By Phillip Nagler, Opinion Editor
When I sat down to interview Bella Adler, it was not my first time meeting her. On YU’s Thailand winter break mission last year, Bella made it a priority to introduce herself to everyone, including myself. My first impression of her was that she was magnetic, genuine, and friendly. It was no surprise to me that a few months later she was elected president of the Torah Activities Council (TAC).
“I love community — it’s a bit of a cliche buzzword, but I really like it. Community is a way for people to meet people who are different than them, which is incredibly valuable.”
Bella grew up in St. Louis, Missouri, which is where she developed her passion for tight-knit communities. Her fondness and appreciation for her hometown earned her the nickname “St. Louis,” when she was in seminary at Midreshet Torah V’avodah (MTVA). After growing up in a small town, Bella wanted to become part of a larger community, which led her to YU.
When she first came to YU, Bella became heavily involved on campus. “In my first year, I signed up for any club that I could, aside from anything medical, because I’m scared of blood.” In addition to being a member of clubs such as YUPAC and Project Sunshine, Bella was a student athlete on the tennis team for three seasons. Her involvement caught the attention of Talia Molotsky, a former OSL director, who sat down with Bella one day for lunch and encouraged her to run for student government. Bella was hesitant, as she is generally opposed to competition. However, upon further thought, Bella decided to run for VP of Shabbat programming on TAC. She already stayed in for most Shabbatot. “Shabbat is one of those times people come together and build community — normally we’re running around from class to class all stressed.”

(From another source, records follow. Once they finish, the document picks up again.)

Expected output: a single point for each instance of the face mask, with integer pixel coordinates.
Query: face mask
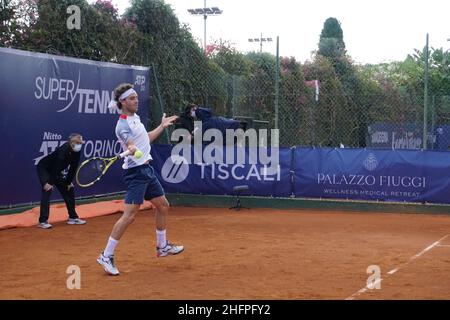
(77, 148)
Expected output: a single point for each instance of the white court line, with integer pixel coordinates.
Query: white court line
(367, 287)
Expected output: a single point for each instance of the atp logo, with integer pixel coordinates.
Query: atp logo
(371, 163)
(175, 169)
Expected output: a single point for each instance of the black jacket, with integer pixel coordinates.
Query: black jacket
(56, 162)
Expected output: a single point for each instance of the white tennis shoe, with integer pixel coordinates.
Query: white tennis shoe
(108, 264)
(169, 249)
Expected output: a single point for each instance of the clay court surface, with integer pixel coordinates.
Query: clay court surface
(252, 254)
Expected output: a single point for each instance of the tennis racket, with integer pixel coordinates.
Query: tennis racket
(91, 170)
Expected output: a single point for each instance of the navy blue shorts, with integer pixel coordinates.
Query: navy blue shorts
(141, 184)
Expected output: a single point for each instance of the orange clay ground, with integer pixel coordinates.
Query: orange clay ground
(252, 254)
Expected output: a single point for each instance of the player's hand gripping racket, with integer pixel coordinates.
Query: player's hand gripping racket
(91, 170)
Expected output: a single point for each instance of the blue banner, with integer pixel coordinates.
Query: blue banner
(47, 97)
(385, 175)
(196, 174)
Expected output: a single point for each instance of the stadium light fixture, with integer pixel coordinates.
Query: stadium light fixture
(205, 12)
(260, 40)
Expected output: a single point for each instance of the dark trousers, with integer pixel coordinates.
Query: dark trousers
(68, 195)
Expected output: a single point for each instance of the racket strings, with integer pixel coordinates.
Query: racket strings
(90, 171)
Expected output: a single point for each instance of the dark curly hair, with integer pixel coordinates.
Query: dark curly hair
(121, 88)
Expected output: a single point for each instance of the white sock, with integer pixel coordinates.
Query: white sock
(110, 247)
(161, 238)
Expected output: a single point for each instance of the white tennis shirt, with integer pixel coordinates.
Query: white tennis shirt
(131, 128)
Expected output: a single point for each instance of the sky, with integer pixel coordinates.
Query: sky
(374, 31)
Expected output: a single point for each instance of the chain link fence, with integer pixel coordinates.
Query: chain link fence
(319, 112)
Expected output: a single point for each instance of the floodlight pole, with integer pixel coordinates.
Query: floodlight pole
(204, 33)
(260, 44)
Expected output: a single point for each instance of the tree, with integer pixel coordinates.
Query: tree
(331, 43)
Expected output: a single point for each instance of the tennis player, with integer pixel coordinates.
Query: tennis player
(139, 177)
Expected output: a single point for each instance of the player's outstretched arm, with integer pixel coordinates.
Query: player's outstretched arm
(165, 122)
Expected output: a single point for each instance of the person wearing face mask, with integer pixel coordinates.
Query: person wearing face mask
(50, 171)
(186, 121)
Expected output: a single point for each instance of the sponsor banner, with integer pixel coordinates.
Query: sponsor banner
(45, 98)
(385, 175)
(398, 136)
(218, 171)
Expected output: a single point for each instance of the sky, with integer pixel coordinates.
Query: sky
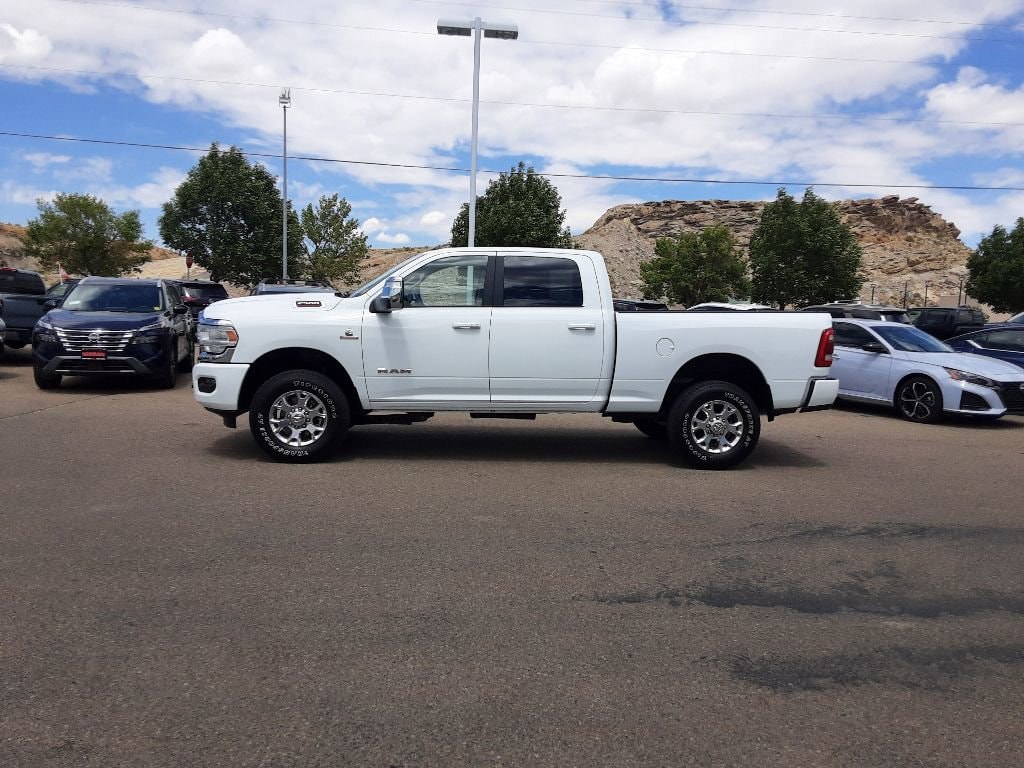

After working as TAC’s VP of Shabbat programming, Bella decided to further her involvement with TAC by running for president — and winning.“I don’t take it for granted that I get to be in student government, it’s really a privilege for me.” The transition from vice president to president was a challenge, but at the same time, extremely rewarding. The highlight for her thus far as president has been working with the TAC board, an “unbelievable team that is a bonded cohort and inspired to make the Jewish community better.”
As the president of TAC, one of Bella’s main goals is to create programming for the full and diverse spectrum of Jewish YU students. Her passion for chesed and sports are what drove her to spearhead “Sweat for Tzedakah,” one of TAC’s most successful events, which raised over $750 in charity. This semester, in order to engage with more students from all types of backgrounds, TAC will be having multiple tabling events. Tabling allows hundreds of students to be involved, as opposed to a few students who might attend an event. One of these past events was called “Flowers for Shabbat,” where students prepared bouquets of flowers for sick patients in hospitals.
Outside of TAC, Bella is one of the handful of students majoring in Jewish education. She has just begun her student teaching this semester at Beit Rabban, a Jewish day school in the Upper West Side. “I have a lot of life interests, particularly art, innovation, and engineering. I’m particularly interested in how those fit into a Jewish classroom and community.” Bella further told me that one of her main inspirations for becoming a teacher is giving people the skills to think for themselves, which is a necessary tool in grappling with Jewish thought.
Something Bella herself grapples with regularly is the role of women in the Jewish community, and especially in Jewish education. This topic, Bella told me, is something that she thinks about a lot — she even gave a shiur on women’s learning back in her hometown shul over winter break. Bottom line? “If we want Jewish women to be invested in going into Jewish education, then we have to be providing models and opportunities for Jewish female educators.”